Each R^xIt independently is hydroxyl, oxo (=O), fluorine, chlorine, bromine, iodine, amino, nitro, cyano, methyl, methoxyl group or fluoroform Base.

4. compound according to claim 1, R¹、R²、R³、R⁴And R⁵Be each independently hydrogen atom, D-atom, fluorine, chlorine, Bromine, iodine, hydroxyl, amino, nitro, cyano, methyl, ethyl, trifluoromethyl, methoxyl group, phenyl, naphthalene, pyrrole radicals, pyrazolyl, Imidazole radicals, thiazolyl, thienyl, oxazolyl, tetrazole base, pyridyl group or pyrimidine radicals；Wherein, each R¹、R²、R³、R⁴And R⁵It is independent Optionally by 1,2 or 3 R^ySubstitution；

5. compound according to claim 1, the structure with one of：

Or it is its stereoisomer, several What isomers, tautomer or pharmaceutically acceptable salt.

6. a kind of pharmaceutical composition, it includes described in claim 1-5 any one compound and pharmaceutically acceptable tax Shape agent, carrier, adjuvant or combination thereof.

7. pharmaceutical composition according to claim 6 further includes other and prevents or treat hyperuricemia, gout The drug of stone, urarthritis, related with hyperuricemia nephropathy and urolithiasis, the drug be colchicin, Non-steroidal anti-inflammatory drugs, glucocorticoid inhibit uric acid to generate medicine, uricosureic agent, urine basifier or their arbitrary combination.

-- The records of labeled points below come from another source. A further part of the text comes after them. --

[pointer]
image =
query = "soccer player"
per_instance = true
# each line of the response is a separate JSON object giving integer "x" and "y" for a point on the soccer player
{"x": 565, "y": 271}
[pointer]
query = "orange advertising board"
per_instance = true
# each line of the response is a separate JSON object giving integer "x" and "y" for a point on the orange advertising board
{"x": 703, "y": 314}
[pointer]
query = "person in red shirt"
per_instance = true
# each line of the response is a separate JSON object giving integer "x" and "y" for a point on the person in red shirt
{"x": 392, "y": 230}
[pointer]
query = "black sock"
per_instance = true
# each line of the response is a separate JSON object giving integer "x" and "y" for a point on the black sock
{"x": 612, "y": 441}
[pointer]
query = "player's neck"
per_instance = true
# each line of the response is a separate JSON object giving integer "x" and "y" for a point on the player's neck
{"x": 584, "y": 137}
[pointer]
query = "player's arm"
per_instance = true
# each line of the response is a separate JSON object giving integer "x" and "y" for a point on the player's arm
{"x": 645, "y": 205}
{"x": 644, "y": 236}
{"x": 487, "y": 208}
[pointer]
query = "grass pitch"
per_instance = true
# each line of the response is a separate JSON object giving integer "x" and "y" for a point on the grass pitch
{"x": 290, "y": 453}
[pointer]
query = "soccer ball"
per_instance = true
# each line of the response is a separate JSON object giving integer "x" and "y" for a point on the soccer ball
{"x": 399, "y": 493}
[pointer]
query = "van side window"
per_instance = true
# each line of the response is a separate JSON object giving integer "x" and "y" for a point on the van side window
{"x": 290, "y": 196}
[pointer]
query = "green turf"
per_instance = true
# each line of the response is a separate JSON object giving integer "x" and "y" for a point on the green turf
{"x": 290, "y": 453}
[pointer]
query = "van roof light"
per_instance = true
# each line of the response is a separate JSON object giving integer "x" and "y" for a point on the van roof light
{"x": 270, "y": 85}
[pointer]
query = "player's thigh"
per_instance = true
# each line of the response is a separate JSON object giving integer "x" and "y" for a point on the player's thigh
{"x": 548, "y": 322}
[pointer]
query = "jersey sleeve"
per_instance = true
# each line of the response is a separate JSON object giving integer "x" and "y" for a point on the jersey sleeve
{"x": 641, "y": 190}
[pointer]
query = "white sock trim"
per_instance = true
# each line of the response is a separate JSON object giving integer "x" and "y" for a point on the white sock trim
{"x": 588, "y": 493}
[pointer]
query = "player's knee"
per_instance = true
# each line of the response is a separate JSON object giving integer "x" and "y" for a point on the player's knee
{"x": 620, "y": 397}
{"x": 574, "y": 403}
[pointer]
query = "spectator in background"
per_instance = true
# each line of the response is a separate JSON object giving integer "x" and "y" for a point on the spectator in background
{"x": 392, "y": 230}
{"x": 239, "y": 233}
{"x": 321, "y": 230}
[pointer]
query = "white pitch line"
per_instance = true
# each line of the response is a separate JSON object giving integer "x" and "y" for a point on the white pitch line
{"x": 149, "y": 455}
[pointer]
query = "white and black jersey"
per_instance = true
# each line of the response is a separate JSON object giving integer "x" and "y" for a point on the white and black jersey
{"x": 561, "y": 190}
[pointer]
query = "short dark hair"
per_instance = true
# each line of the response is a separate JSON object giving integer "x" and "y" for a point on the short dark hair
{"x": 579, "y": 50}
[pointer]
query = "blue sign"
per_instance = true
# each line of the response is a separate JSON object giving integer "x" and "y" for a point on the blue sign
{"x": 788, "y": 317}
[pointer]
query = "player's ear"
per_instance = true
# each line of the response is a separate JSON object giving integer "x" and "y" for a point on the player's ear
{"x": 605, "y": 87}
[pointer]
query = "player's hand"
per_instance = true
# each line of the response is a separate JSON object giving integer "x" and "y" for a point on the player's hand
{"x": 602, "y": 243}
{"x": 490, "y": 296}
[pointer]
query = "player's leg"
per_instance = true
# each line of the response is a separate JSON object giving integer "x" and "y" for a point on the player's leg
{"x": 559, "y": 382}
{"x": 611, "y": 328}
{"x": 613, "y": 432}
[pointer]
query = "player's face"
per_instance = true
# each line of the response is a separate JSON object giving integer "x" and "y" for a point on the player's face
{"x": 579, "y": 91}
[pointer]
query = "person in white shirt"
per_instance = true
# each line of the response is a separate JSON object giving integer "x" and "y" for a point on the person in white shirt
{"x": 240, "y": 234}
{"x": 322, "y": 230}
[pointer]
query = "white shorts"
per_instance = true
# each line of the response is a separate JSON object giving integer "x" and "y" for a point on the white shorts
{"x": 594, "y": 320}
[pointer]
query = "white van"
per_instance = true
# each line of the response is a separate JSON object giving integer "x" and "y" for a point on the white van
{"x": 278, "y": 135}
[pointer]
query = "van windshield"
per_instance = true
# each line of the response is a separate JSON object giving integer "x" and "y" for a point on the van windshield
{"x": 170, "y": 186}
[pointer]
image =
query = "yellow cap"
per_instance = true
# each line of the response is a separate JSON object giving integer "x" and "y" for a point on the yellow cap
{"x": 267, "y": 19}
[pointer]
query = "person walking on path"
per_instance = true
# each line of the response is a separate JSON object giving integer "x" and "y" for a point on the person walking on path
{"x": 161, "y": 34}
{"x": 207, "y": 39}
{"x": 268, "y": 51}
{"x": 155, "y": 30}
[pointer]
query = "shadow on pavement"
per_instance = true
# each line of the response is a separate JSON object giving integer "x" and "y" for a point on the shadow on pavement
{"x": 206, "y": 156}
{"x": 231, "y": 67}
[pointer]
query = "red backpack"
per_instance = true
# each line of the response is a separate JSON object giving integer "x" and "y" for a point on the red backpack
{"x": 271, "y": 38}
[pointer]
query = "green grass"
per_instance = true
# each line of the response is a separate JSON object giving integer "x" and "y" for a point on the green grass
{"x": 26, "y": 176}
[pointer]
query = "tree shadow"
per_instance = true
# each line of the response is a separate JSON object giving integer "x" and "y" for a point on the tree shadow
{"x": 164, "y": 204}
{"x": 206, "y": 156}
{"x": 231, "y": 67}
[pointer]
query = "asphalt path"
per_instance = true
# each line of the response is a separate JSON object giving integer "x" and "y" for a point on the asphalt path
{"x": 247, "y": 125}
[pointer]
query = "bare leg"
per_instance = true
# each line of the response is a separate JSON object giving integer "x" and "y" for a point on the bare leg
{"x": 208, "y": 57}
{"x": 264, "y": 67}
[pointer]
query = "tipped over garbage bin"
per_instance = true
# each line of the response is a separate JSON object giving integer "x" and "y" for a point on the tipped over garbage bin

8. the pharmaceutical composition described in compound or claim 6-7 any one described in claim 1-5 any one exists Prepare the purposes in drug, the drug is used to prevent or treat the hyperuricemia of mammal, tophus, gouty joint Scorching, related with hyperuricemia nephropathy and urolithiasis.

9. purposes according to claim 8, the mammal is the mankind.

10. the pharmaceutical composition described in compound or claim 6-7 any one described in claim 1-5 any one exists The purposes in drug is prepared, the drug is for reducing uric acid level in blood；

Or the drug is used to inhibit the activity of lithate anion transport body -1 and/or xanthine oxidase.